Guus Sliepen [Thu, 28 Nov 2019 21:24:05 +0000 (22:24 +0100)]
Sync the base configuration directory at the end of meshlink_join().
While joining a mesh, we create a new current/ subdirectory. While the
contents were already synced to disk, we need to ensure the subdirectory
itself is also synced before returning.
Guus Sliepen [Thu, 14 Nov 2019 20:48:02 +0000 (21:48 +0100)]
Fix logic error preventing fast update of reflexive address.
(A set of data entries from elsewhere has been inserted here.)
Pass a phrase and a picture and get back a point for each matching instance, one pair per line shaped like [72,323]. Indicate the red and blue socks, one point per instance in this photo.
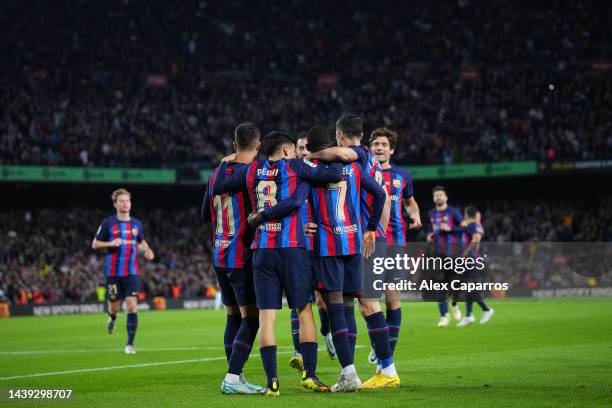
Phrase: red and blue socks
[295,330]
[349,313]
[132,326]
[232,325]
[379,337]
[324,318]
[339,330]
[268,358]
[394,321]
[309,354]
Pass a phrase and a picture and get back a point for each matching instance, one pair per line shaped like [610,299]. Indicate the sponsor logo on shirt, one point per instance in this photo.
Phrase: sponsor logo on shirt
[268,173]
[344,229]
[271,226]
[222,243]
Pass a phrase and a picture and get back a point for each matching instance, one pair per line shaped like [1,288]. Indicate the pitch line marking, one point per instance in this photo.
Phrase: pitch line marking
[160,363]
[30,352]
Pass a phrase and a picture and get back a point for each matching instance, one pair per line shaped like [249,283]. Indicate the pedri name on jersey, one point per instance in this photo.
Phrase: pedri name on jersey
[345,229]
[271,226]
[267,173]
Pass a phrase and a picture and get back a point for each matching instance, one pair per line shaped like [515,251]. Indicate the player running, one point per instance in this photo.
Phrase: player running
[296,360]
[232,239]
[398,182]
[280,259]
[472,235]
[338,248]
[122,236]
[445,237]
[349,131]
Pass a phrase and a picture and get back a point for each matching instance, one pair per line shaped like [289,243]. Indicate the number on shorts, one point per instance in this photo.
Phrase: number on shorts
[266,193]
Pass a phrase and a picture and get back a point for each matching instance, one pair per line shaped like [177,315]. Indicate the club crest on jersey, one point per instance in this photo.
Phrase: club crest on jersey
[348,171]
[268,173]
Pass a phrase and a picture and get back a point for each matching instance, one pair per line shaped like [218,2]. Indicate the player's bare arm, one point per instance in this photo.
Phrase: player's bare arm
[334,154]
[115,243]
[384,220]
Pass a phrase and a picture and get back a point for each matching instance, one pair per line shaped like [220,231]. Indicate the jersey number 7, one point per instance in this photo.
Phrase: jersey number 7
[340,187]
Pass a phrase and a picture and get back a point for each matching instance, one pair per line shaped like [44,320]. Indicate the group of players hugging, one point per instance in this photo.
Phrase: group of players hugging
[306,222]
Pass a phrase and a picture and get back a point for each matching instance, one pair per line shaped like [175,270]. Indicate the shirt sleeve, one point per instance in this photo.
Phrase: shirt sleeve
[205,210]
[322,172]
[288,205]
[371,186]
[102,234]
[232,184]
When we are trying to communicate with peers that don't know our
reflexive address, and we just learned our own one, we want to inform
those peers of it immediately, so they can send PMTU probes to the right
address. A logic error prevented this from happening in the common case.
Guus Sliepen [Sat, 9 Nov 2019 16:57:55 +0000 (17:57 +0100)]
Fix __warn_unused_result__, add more of it and fix the resulting warnings.
Due to a bug in the autoconf test for function attributes, we were always
disabling __warn_unused_result__. Fix this, and add this function attribute
to a lot more functions whose results are definitely important.
This change makes it clear where we ignore the results of a function that
might fail. The proper fix in most cases is to propagate the result to the
caller. For meshlink_blacklist() and meshlink_whitelist(), we were not
return an error condition, even if we might fail to commit the blacklist
operation to permanent storage. So we now make these functions return a
bool.
Guus Sliepen [Sat, 9 Nov 2019 16:52:19 +0000 (17:52 +0100)]
Use a separate lockfile to lock the configuration directory.
We can't use meshlink.conf as the lock file, since it can move around.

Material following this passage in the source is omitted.